For the most part, I agree with Joel's sentiment. When you grow up listening to bands like MxPx, Elvis Costello and Billy Joel, it's easy to find yourself gravitating toward similar songwriting. You want to internalize the emotions of your song, while letting anybody who hears it know that it could be their story, too. As a result of this type of back-and-forth, pop music is singularly the most confusing genre.

But then you age and start to diviate from pop-rock and as you start to enter new stages in your life like high school, college, a girlfriend or whatever, and you find yourself seeking out bands that are a little bit more estoeric. A little weirder, if you will. If you look back on the pop music that you listened to prior to your progression, often you'll shudder and think "Why did I listen to that?" Nobody likes admitting to their own shortcomings, but it takes a fairly strong person to accept that we all start from somewhere, even if your reference point is Blink 182 and not the Misfits.

For example, let's take Death Cab for Cutie. This band has had their two biggest hits with "Transatlanticism" and "Plans," two albums that rest on singer Ben Gibbard's ability to break out of the indie rock box of writing songs of a fictious nature or based on other works (i.e. "No Joy in Mudville" is loosely based on "On the Road"). Obviously the name drop on "The O.C." had a little to do with their success, but those albums are the most vunerable you get to see Gibbard, and thus the masses are able to connect with the quartet. The back end of the "regression" in Gibbard's writing technique is that "Transatlanticism" and "Plans" were largely panned by critics, myself included. I suppose, personally, I felt a little betrayed because this band had put out these great songs about various things, but were all shrouded in mystery. It's interesting how pretentious you really are when you think about it.

As for myself, I can say that I'm of two minds when it comes to writing songs. My earliest bands were of the heart-on-my-sleeve kind; many of the songs that I've written about were autobiographical. With my current band, I've tried to use metaphors and allusions, really using writing devices to convey a story. I'm not carrying the Flaming Lips' torch or anything, but I feel that it's part of growing up as a songwriter and a lyricist. Many of the lyrics are still largely autobiographical and I could easily tell you what it's about. Shit, who else would write a song about William Steig's "Dr. Desoto," as a metaphor for our president? At the same time, however, there's still a certain amount of personal integrity I want to keep in the lyrics. I don't write ambiguous lyrics for the sake of being weird, but I don't necessarily write with a sweeping generalization to pander to people's feelings.

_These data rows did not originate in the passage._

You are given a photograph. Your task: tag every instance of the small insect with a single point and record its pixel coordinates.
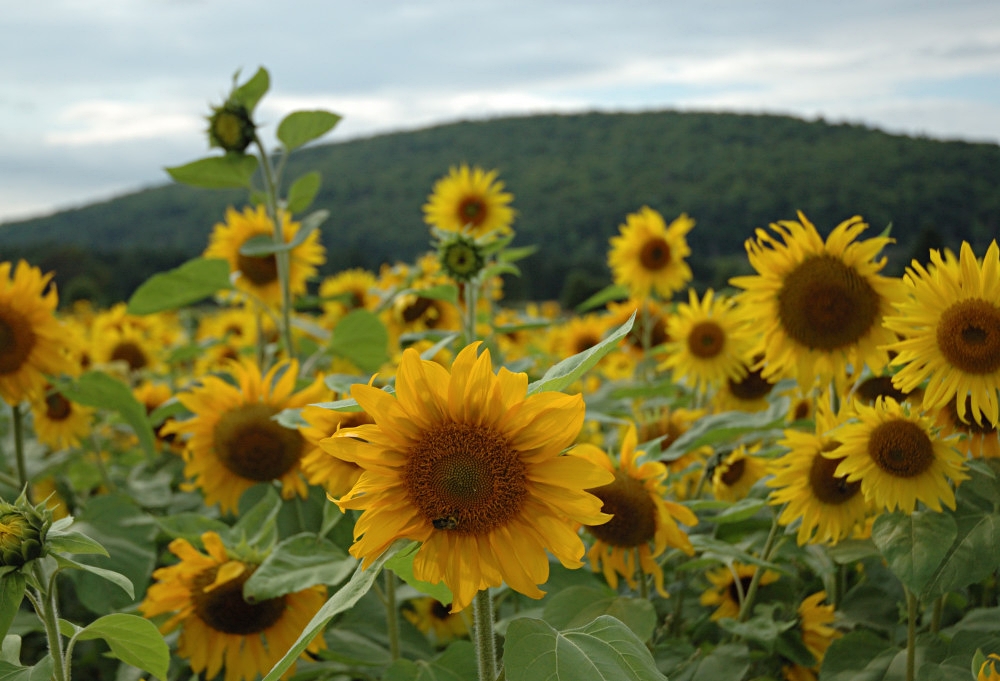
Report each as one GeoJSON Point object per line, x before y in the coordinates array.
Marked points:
{"type": "Point", "coordinates": [447, 523]}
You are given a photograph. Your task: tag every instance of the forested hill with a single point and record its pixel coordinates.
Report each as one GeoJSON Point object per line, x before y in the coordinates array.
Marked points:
{"type": "Point", "coordinates": [574, 178]}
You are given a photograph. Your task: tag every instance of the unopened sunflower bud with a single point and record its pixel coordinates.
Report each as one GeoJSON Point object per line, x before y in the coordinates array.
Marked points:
{"type": "Point", "coordinates": [230, 127]}
{"type": "Point", "coordinates": [22, 531]}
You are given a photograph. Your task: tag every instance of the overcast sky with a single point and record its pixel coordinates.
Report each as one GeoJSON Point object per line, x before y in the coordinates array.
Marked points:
{"type": "Point", "coordinates": [97, 96]}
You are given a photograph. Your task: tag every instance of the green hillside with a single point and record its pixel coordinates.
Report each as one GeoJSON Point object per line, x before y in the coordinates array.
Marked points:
{"type": "Point", "coordinates": [574, 178]}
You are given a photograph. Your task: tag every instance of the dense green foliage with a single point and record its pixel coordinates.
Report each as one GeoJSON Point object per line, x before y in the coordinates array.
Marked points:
{"type": "Point", "coordinates": [574, 178]}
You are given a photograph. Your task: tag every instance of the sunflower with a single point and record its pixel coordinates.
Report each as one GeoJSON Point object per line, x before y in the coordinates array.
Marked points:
{"type": "Point", "coordinates": [468, 464]}
{"type": "Point", "coordinates": [950, 326]}
{"type": "Point", "coordinates": [259, 274]}
{"type": "Point", "coordinates": [435, 619]}
{"type": "Point", "coordinates": [978, 440]}
{"type": "Point", "coordinates": [828, 507]}
{"type": "Point", "coordinates": [817, 635]}
{"type": "Point", "coordinates": [819, 305]}
{"type": "Point", "coordinates": [234, 441]}
{"type": "Point", "coordinates": [470, 201]}
{"type": "Point", "coordinates": [643, 523]}
{"type": "Point", "coordinates": [59, 423]}
{"type": "Point", "coordinates": [898, 456]}
{"type": "Point", "coordinates": [335, 475]}
{"type": "Point", "coordinates": [729, 587]}
{"type": "Point", "coordinates": [737, 473]}
{"type": "Point", "coordinates": [204, 594]}
{"type": "Point", "coordinates": [31, 337]}
{"type": "Point", "coordinates": [709, 343]}
{"type": "Point", "coordinates": [648, 256]}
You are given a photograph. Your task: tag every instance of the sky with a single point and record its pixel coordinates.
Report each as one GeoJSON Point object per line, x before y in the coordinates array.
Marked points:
{"type": "Point", "coordinates": [98, 96]}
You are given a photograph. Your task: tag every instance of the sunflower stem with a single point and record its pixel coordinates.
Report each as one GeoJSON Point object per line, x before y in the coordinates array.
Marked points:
{"type": "Point", "coordinates": [911, 634]}
{"type": "Point", "coordinates": [22, 466]}
{"type": "Point", "coordinates": [482, 613]}
{"type": "Point", "coordinates": [747, 606]}
{"type": "Point", "coordinates": [392, 614]}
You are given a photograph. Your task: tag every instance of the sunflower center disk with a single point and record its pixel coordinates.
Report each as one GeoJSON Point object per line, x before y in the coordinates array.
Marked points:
{"type": "Point", "coordinates": [466, 478]}
{"type": "Point", "coordinates": [224, 609]}
{"type": "Point", "coordinates": [901, 448]}
{"type": "Point", "coordinates": [16, 340]}
{"type": "Point", "coordinates": [968, 335]}
{"type": "Point", "coordinates": [655, 254]}
{"type": "Point", "coordinates": [260, 270]}
{"type": "Point", "coordinates": [824, 304]}
{"type": "Point", "coordinates": [633, 522]}
{"type": "Point", "coordinates": [252, 445]}
{"type": "Point", "coordinates": [131, 354]}
{"type": "Point", "coordinates": [826, 485]}
{"type": "Point", "coordinates": [706, 340]}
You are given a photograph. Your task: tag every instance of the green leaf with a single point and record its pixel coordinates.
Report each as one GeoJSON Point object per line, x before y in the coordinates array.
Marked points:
{"type": "Point", "coordinates": [134, 640]}
{"type": "Point", "coordinates": [297, 563]}
{"type": "Point", "coordinates": [302, 192]}
{"type": "Point", "coordinates": [43, 671]}
{"type": "Point", "coordinates": [578, 605]}
{"type": "Point", "coordinates": [361, 337]}
{"type": "Point", "coordinates": [603, 297]}
{"type": "Point", "coordinates": [250, 93]}
{"type": "Point", "coordinates": [232, 171]}
{"type": "Point", "coordinates": [12, 587]}
{"type": "Point", "coordinates": [914, 545]}
{"type": "Point", "coordinates": [342, 600]}
{"type": "Point", "coordinates": [301, 127]}
{"type": "Point", "coordinates": [98, 389]}
{"type": "Point", "coordinates": [566, 372]}
{"type": "Point", "coordinates": [263, 245]}
{"type": "Point", "coordinates": [603, 650]}
{"type": "Point", "coordinates": [192, 281]}
{"type": "Point", "coordinates": [402, 565]}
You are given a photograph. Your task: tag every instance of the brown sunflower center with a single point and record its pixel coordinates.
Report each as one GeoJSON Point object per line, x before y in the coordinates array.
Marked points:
{"type": "Point", "coordinates": [825, 304]}
{"type": "Point", "coordinates": [260, 270]}
{"type": "Point", "coordinates": [466, 478]}
{"type": "Point", "coordinates": [734, 472]}
{"type": "Point", "coordinates": [655, 253]}
{"type": "Point", "coordinates": [472, 210]}
{"type": "Point", "coordinates": [17, 338]}
{"type": "Point", "coordinates": [633, 522]}
{"type": "Point", "coordinates": [224, 609]}
{"type": "Point", "coordinates": [826, 485]}
{"type": "Point", "coordinates": [252, 445]}
{"type": "Point", "coordinates": [706, 340]}
{"type": "Point", "coordinates": [968, 336]}
{"type": "Point", "coordinates": [57, 407]}
{"type": "Point", "coordinates": [131, 354]}
{"type": "Point", "coordinates": [901, 448]}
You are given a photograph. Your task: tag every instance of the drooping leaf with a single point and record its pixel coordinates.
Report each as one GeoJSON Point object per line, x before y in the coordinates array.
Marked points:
{"type": "Point", "coordinates": [232, 171]}
{"type": "Point", "coordinates": [189, 283]}
{"type": "Point", "coordinates": [603, 650]}
{"type": "Point", "coordinates": [566, 372]}
{"type": "Point", "coordinates": [134, 640]}
{"type": "Point", "coordinates": [301, 127]}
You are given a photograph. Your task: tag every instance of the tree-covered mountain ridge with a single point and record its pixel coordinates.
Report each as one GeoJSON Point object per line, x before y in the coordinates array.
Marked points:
{"type": "Point", "coordinates": [574, 178]}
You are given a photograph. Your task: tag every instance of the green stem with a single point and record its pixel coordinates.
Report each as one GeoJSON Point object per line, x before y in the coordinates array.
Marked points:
{"type": "Point", "coordinates": [747, 607]}
{"type": "Point", "coordinates": [392, 614]}
{"type": "Point", "coordinates": [22, 466]}
{"type": "Point", "coordinates": [486, 652]}
{"type": "Point", "coordinates": [50, 618]}
{"type": "Point", "coordinates": [911, 634]}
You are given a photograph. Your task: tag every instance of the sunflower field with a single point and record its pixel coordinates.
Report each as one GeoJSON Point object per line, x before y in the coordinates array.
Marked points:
{"type": "Point", "coordinates": [249, 471]}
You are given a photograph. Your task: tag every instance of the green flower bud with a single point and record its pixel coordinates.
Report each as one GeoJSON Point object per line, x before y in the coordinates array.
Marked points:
{"type": "Point", "coordinates": [22, 531]}
{"type": "Point", "coordinates": [230, 127]}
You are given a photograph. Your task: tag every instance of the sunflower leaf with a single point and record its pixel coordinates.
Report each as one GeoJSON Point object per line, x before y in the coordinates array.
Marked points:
{"type": "Point", "coordinates": [566, 372]}
{"type": "Point", "coordinates": [603, 650]}
{"type": "Point", "coordinates": [342, 600]}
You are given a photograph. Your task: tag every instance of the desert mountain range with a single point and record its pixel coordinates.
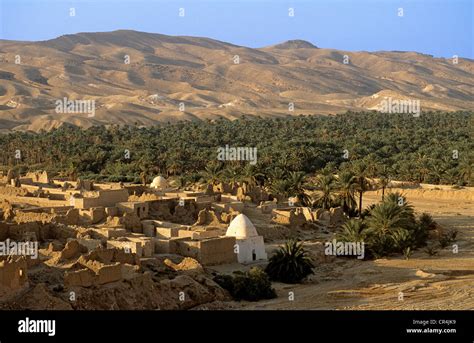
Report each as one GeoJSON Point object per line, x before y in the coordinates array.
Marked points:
{"type": "Point", "coordinates": [202, 73]}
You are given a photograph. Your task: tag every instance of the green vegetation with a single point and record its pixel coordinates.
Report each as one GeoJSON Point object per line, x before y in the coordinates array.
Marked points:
{"type": "Point", "coordinates": [386, 146]}
{"type": "Point", "coordinates": [253, 285]}
{"type": "Point", "coordinates": [389, 227]}
{"type": "Point", "coordinates": [290, 263]}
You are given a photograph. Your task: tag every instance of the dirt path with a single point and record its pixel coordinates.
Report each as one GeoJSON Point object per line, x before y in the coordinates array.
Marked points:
{"type": "Point", "coordinates": [444, 281]}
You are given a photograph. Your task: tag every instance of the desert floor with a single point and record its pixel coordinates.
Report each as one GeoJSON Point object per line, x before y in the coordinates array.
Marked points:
{"type": "Point", "coordinates": [443, 281]}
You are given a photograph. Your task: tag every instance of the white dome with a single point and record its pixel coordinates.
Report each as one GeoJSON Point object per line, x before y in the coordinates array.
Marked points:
{"type": "Point", "coordinates": [241, 227]}
{"type": "Point", "coordinates": [159, 182]}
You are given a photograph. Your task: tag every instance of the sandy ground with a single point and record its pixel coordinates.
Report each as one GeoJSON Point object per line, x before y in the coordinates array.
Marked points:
{"type": "Point", "coordinates": [444, 281]}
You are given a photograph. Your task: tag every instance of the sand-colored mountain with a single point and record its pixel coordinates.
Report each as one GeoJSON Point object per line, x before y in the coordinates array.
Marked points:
{"type": "Point", "coordinates": [167, 71]}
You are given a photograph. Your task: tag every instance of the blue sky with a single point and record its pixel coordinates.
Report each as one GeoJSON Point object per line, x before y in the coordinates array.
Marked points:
{"type": "Point", "coordinates": [442, 28]}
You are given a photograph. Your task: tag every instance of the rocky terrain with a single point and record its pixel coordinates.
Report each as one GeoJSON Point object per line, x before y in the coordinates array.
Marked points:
{"type": "Point", "coordinates": [146, 79]}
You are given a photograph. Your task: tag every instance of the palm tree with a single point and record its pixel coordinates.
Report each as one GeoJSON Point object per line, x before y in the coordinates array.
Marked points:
{"type": "Point", "coordinates": [347, 184]}
{"type": "Point", "coordinates": [212, 173]}
{"type": "Point", "coordinates": [296, 182]}
{"type": "Point", "coordinates": [354, 230]}
{"type": "Point", "coordinates": [290, 264]}
{"type": "Point", "coordinates": [362, 182]}
{"type": "Point", "coordinates": [326, 185]}
{"type": "Point", "coordinates": [384, 179]}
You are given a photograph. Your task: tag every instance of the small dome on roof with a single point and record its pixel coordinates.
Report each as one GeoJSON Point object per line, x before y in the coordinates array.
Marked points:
{"type": "Point", "coordinates": [159, 182]}
{"type": "Point", "coordinates": [241, 227]}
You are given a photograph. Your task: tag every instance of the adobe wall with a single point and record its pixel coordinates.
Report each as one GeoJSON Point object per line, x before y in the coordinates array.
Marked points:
{"type": "Point", "coordinates": [104, 198]}
{"type": "Point", "coordinates": [217, 251]}
{"type": "Point", "coordinates": [12, 274]}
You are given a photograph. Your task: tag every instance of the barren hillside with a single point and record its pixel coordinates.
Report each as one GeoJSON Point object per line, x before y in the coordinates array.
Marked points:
{"type": "Point", "coordinates": [166, 71]}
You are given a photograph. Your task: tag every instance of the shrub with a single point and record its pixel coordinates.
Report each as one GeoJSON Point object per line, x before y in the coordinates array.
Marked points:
{"type": "Point", "coordinates": [290, 264]}
{"type": "Point", "coordinates": [253, 285]}
{"type": "Point", "coordinates": [447, 238]}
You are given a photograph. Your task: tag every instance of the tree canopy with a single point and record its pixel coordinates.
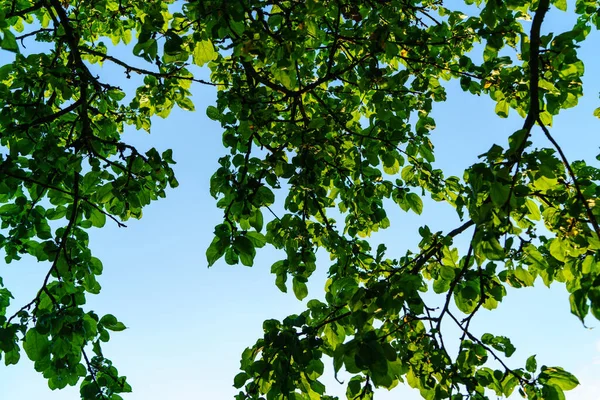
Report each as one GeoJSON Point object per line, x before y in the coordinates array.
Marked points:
{"type": "Point", "coordinates": [325, 111]}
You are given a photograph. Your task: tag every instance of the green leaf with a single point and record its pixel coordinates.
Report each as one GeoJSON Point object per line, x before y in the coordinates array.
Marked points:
{"type": "Point", "coordinates": [415, 202]}
{"type": "Point", "coordinates": [213, 113]}
{"type": "Point", "coordinates": [186, 103]}
{"type": "Point", "coordinates": [531, 364]}
{"type": "Point", "coordinates": [216, 250]}
{"type": "Point", "coordinates": [111, 323]}
{"type": "Point", "coordinates": [204, 51]}
{"type": "Point", "coordinates": [9, 42]}
{"type": "Point", "coordinates": [97, 218]}
{"type": "Point", "coordinates": [557, 376]}
{"type": "Point", "coordinates": [502, 108]}
{"type": "Point", "coordinates": [240, 379]}
{"type": "Point", "coordinates": [299, 287]}
{"type": "Point", "coordinates": [12, 357]}
{"type": "Point", "coordinates": [245, 249]}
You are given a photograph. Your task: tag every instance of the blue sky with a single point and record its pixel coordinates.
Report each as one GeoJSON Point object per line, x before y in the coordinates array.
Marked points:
{"type": "Point", "coordinates": [187, 324]}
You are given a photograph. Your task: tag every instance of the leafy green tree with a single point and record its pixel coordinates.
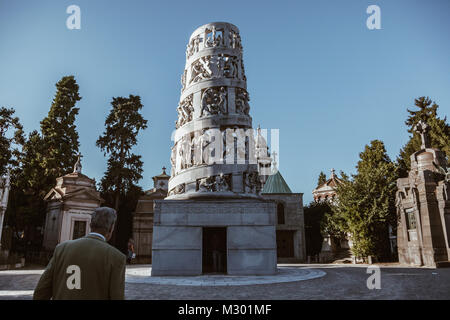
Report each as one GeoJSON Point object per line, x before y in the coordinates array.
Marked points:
{"type": "Point", "coordinates": [11, 138]}
{"type": "Point", "coordinates": [44, 157]}
{"type": "Point", "coordinates": [124, 169]}
{"type": "Point", "coordinates": [59, 131]}
{"type": "Point", "coordinates": [365, 205]}
{"type": "Point", "coordinates": [322, 178]}
{"type": "Point", "coordinates": [439, 132]}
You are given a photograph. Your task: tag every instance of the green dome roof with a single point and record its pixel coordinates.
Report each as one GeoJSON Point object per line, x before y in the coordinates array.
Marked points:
{"type": "Point", "coordinates": [276, 184]}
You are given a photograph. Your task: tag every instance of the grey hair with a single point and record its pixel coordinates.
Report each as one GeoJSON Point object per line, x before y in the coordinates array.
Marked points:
{"type": "Point", "coordinates": [103, 219]}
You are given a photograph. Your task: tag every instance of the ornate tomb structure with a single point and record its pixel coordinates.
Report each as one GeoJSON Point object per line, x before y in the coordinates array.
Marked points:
{"type": "Point", "coordinates": [214, 219]}
{"type": "Point", "coordinates": [69, 207]}
{"type": "Point", "coordinates": [423, 207]}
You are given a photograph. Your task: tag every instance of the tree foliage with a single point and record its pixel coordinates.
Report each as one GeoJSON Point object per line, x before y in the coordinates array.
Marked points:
{"type": "Point", "coordinates": [366, 203]}
{"type": "Point", "coordinates": [11, 139]}
{"type": "Point", "coordinates": [124, 170]}
{"type": "Point", "coordinates": [314, 215]}
{"type": "Point", "coordinates": [439, 132]}
{"type": "Point", "coordinates": [122, 127]}
{"type": "Point", "coordinates": [45, 156]}
{"type": "Point", "coordinates": [59, 131]}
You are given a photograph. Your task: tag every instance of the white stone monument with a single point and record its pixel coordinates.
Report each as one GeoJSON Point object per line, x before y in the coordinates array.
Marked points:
{"type": "Point", "coordinates": [214, 219]}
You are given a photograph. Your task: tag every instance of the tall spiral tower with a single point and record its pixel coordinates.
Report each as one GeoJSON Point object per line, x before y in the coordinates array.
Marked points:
{"type": "Point", "coordinates": [213, 153]}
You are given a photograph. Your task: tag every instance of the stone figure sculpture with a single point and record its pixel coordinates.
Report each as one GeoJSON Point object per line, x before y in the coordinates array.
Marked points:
{"type": "Point", "coordinates": [204, 191]}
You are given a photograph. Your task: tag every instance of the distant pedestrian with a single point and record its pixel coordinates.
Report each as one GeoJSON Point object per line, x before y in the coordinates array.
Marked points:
{"type": "Point", "coordinates": [131, 255]}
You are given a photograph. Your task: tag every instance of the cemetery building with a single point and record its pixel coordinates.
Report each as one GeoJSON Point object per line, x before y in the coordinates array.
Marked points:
{"type": "Point", "coordinates": [290, 229]}
{"type": "Point", "coordinates": [69, 207]}
{"type": "Point", "coordinates": [326, 191]}
{"type": "Point", "coordinates": [332, 248]}
{"type": "Point", "coordinates": [423, 207]}
{"type": "Point", "coordinates": [214, 219]}
{"type": "Point", "coordinates": [143, 217]}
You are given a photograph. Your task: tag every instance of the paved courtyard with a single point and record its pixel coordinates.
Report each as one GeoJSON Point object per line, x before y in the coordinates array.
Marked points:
{"type": "Point", "coordinates": [294, 281]}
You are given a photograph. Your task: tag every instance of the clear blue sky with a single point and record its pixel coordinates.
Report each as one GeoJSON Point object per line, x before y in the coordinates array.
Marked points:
{"type": "Point", "coordinates": [314, 71]}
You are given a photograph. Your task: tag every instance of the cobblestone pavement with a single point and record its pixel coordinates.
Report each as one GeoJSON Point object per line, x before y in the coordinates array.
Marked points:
{"type": "Point", "coordinates": [339, 282]}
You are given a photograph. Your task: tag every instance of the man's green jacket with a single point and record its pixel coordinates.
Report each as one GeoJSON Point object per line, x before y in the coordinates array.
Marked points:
{"type": "Point", "coordinates": [83, 269]}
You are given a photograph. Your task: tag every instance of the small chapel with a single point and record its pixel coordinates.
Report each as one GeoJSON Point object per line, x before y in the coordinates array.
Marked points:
{"type": "Point", "coordinates": [70, 204]}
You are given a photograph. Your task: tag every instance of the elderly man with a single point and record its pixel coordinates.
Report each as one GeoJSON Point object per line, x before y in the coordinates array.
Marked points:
{"type": "Point", "coordinates": [86, 268]}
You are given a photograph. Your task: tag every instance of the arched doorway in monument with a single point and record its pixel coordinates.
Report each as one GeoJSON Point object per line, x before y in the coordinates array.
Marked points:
{"type": "Point", "coordinates": [214, 250]}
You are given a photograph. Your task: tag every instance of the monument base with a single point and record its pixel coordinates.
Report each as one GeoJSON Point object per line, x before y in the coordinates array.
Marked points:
{"type": "Point", "coordinates": [234, 236]}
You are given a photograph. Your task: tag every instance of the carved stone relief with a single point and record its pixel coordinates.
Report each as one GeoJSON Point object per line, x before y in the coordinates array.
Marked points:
{"type": "Point", "coordinates": [242, 99]}
{"type": "Point", "coordinates": [185, 111]}
{"type": "Point", "coordinates": [214, 101]}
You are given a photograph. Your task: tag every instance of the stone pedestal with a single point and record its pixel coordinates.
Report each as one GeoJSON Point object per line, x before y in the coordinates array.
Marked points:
{"type": "Point", "coordinates": [178, 235]}
{"type": "Point", "coordinates": [423, 208]}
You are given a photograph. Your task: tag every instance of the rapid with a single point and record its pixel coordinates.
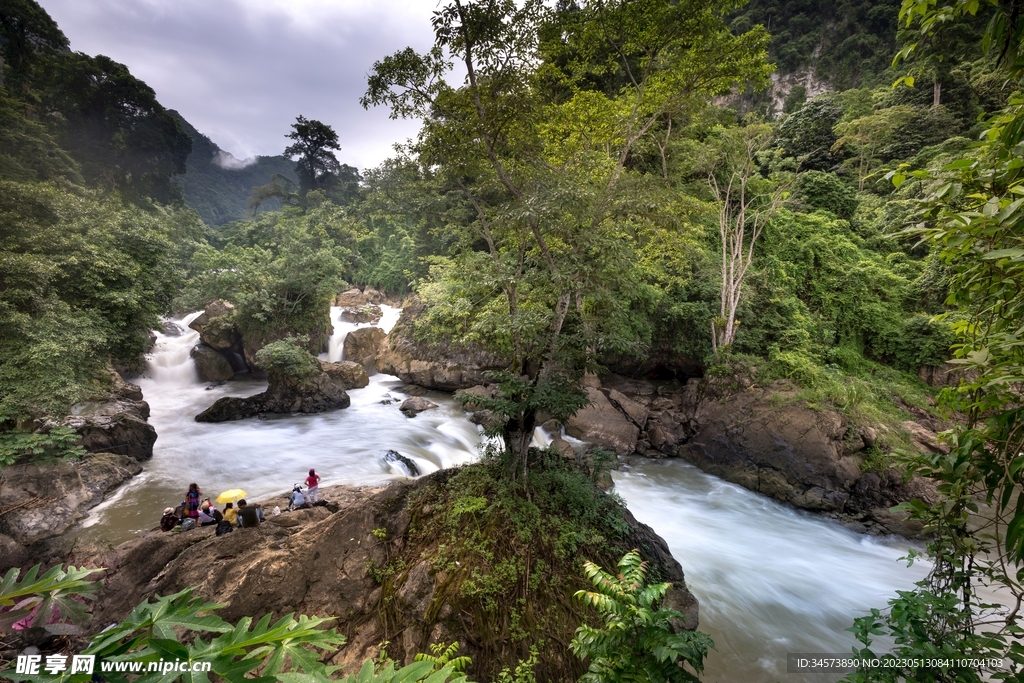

I guess in the long run, it's about building a connection. Topically, Lessons in Regret's songs hinge on world politics and scrutinizing society, but its origins rests on actual events: people (not necessarily girls) that have broken your heart, relatives' obsession with celebrities, working retail and seeing people just throw money away on stupid superficial things, etc. Obviously when you write and record music, it's a snapshot of where you are in your life. When I was 18, 19 and in the Transfer/Shoes for Imelda, I was writing songs about girls and drinking; when I was in Season of Death and Breathless Mahoney, I was writing songs about suicide, rejection and people who betrayed me; now I'm writing songs about people that I miss, people who've hurt me and books that I enjoy reading to my kid. But if anybody ever asked me what specific songs meant -- unless I know you -- I would never tell because I want whoever is listening to the song to form their own meaning. Not because I'm trying to be obscure, an ass, or indie, but because if that song means something different to another person, then they've made it their own and I accomplished what I set out to do.

As I wrap this up, I feel that I've been trying to defend myself from Joel's idea of songwriting, but that's not the case. At the core of his argument, Joel is absolutely right. Why write lyrics that no one will understand because you wanted to be eccentric? But sometimes, you have to get through the weird to get to the heart of the matter.